Each proposed system has its flaws. The current BCS creates controversy because teams are often rewarded or punished based on their schedules and its too often left in the hands of computers to determine the two best teams. A plus-one format pushes the problem out from the argument of who deserves number two, to who deserves number four, and number gets snubbed. Opponents of an NFL style playoff system cite scheduling issues, damage to the entire bowl system, and travel problems, among other shortcomings.

From a revenue standpoint, college football stands to lose money by remaining status quo. Outside of January 2006, television ratings for the BCS as a whole continue to slide annually. Each of the past two seasons the championship game posted a solid 17.4, however only the Rose Bowl reached a 10 or higher, with none of the other three games even registering an 8 this season. Matchups and schedules are the biggest culprits.

The BCS renders all but the BCS Championship Game meaningless, and the system leads to unattractive matchups from both an appeal and competition standpoint – case in point Kansas-Virginia Tech and Georga-Hawaii, two of the three lowest rated BCS games this decade. A plus-one system adds importance back into at least two more games, possibly the entire BCS depending on how the system is structured – either using the top 4 seeds play, winners advance method, or the play all the BCS games, then determine the 1-2 based on ratings after those games. Better games, more interesting for the casual fan, more competitive, leads to better ratings.

Playing these games over the course of five days hurts college football in the end. For years, bowl games owned New Years Day, an American tradition. They still dominate the landscape on January 1st, but quickly lose fan momentum after that, especially when competing with the NFL playoffs. THe BCS games played after January 1st, before the BCS Championship Game, become a slight afterthought, then after the NFL takes over for the weekend, college football loses at least some buzz, especially with the casual fan, heading into the championship. Bowl games need to leverage the American persona, take back New Years Day, and keep up the momentum. One idea, play a BCS triple header on January 1st, bumping the other bowl games to early start times or to New Years Eve, or play a double header on January 1st and January 2nd. Condense the time between games to keep the fan engaged. Then hold the championship game one week later, creating the lead-in that the NFL does for the Super Bowl.

Pac 10 and Big 10 officials need to get over this Rose Bowl issue. The tradition went out the window in 2002 when Miami and Nebraska played in Pasadena for the championship, the first non Big 10-Pac 10 matchup. Instead of clinging to something no longer present, these conference commissioners should embrace a new system and contribute their ideas rather than posing threats. However, until college football can unify the television contract of the Rose Bowl with the rest of the BCS, creating a unified system, change remains unlikely.

Without change, ratings will continue to slide, and the conferences will lose out on potential revenue from a more valuable television contract, new marketing opportunities, and sponsorship deals. Expect the downward ratings trend to continue.

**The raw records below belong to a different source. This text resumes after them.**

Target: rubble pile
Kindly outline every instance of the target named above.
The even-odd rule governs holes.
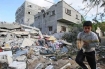
[[[3,30],[0,34],[0,69],[80,68],[75,62],[78,51],[75,44],[48,35],[44,36],[45,43],[40,31],[28,28],[30,31]],[[104,69],[105,46],[96,50],[98,69]]]

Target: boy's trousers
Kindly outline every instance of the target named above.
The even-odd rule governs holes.
[[[85,57],[90,68],[96,69],[95,51],[83,52],[83,50],[80,50],[76,56],[75,61],[77,62],[77,64],[79,64],[83,69],[88,69],[86,65],[83,63]]]

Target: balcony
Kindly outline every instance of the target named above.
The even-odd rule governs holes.
[[[66,19],[59,19],[59,20],[57,20],[57,21],[62,22],[62,23],[66,23],[66,24],[74,24],[73,22],[68,21],[68,20],[66,20]]]

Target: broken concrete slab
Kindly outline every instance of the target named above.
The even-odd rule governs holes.
[[[1,62],[6,62],[8,64],[12,63],[13,59],[12,59],[12,51],[3,51],[3,52],[0,52],[0,56],[1,57]],[[4,58],[5,57],[5,58]]]
[[[53,65],[49,65],[45,69],[54,69],[54,66]]]
[[[15,69],[26,69],[26,62],[18,62],[18,61],[13,61],[9,67],[15,68]]]
[[[44,67],[43,63],[39,63],[39,64],[37,64],[35,69],[43,69],[43,67]]]
[[[16,57],[16,59],[15,59],[16,61],[22,61],[22,62],[26,62],[26,60],[27,60],[27,57],[25,56],[25,55],[21,55],[21,56],[18,56],[18,57]]]
[[[26,46],[32,46],[32,44],[34,44],[34,41],[31,38],[25,38],[20,47],[24,48]]]
[[[67,63],[66,65],[64,65],[63,67],[61,67],[60,69],[67,69],[67,67],[70,67],[71,63]]]

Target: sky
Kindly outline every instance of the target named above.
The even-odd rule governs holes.
[[[25,0],[1,0],[0,1],[0,21],[5,22],[15,22],[15,12],[20,7]],[[27,0],[29,2],[32,2],[34,4],[37,4],[42,7],[50,7],[53,3],[57,3],[60,0],[47,0],[52,3],[49,3],[45,0]],[[69,5],[71,5],[73,8],[75,8],[77,11],[79,11],[83,16],[86,14],[86,11],[89,10],[89,8],[85,9],[85,11],[82,11],[84,7],[86,7],[87,3],[82,3],[82,0],[64,0]],[[99,12],[103,12],[103,9],[100,8]],[[86,16],[86,20],[92,20],[92,18],[96,14],[96,7],[92,9]]]
[[[15,11],[25,0],[1,0],[0,21],[15,22]]]

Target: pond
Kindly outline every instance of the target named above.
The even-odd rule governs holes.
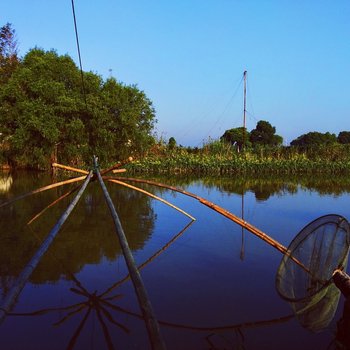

In the upcoming BCS renewal, when Fox bids again, the commissioners should find a way to get the network involved during the season. Fox has no presence all year, then suddenly pops up on New Years Day – new announcers, new graphics, new hosts than fans saw all season. Developing a presence throughout the season allows for more appropriate promotion, and creates a community with the fans. It also makes the TV package more valuable.

Fox does own the digital rights during this contract, though they have yet to leverage those rights to the fullest extent. It remains to be seen what they have planned for the final two years on the current contract. The BCS needs to force the networks to deliver a digital strategy at the bargaining table, then place a value around those digital rights. New media remains a mystery to most. However, its clear that digital will play a big role in sports coverage. The NBA recently bundled digital rights into its deal with TNT. Without precise pricing models, its hard to place an exact dollar value on the rights, other than knowing it sweetens the pot.

Lack of consensus among the conferences will likely prevent any changes heading into the next BCS contract. The longer it takes to change, the more controversy swirls, the more money the schools leave on the table. College football should use NCAA basketball and the NFL playoffs as model.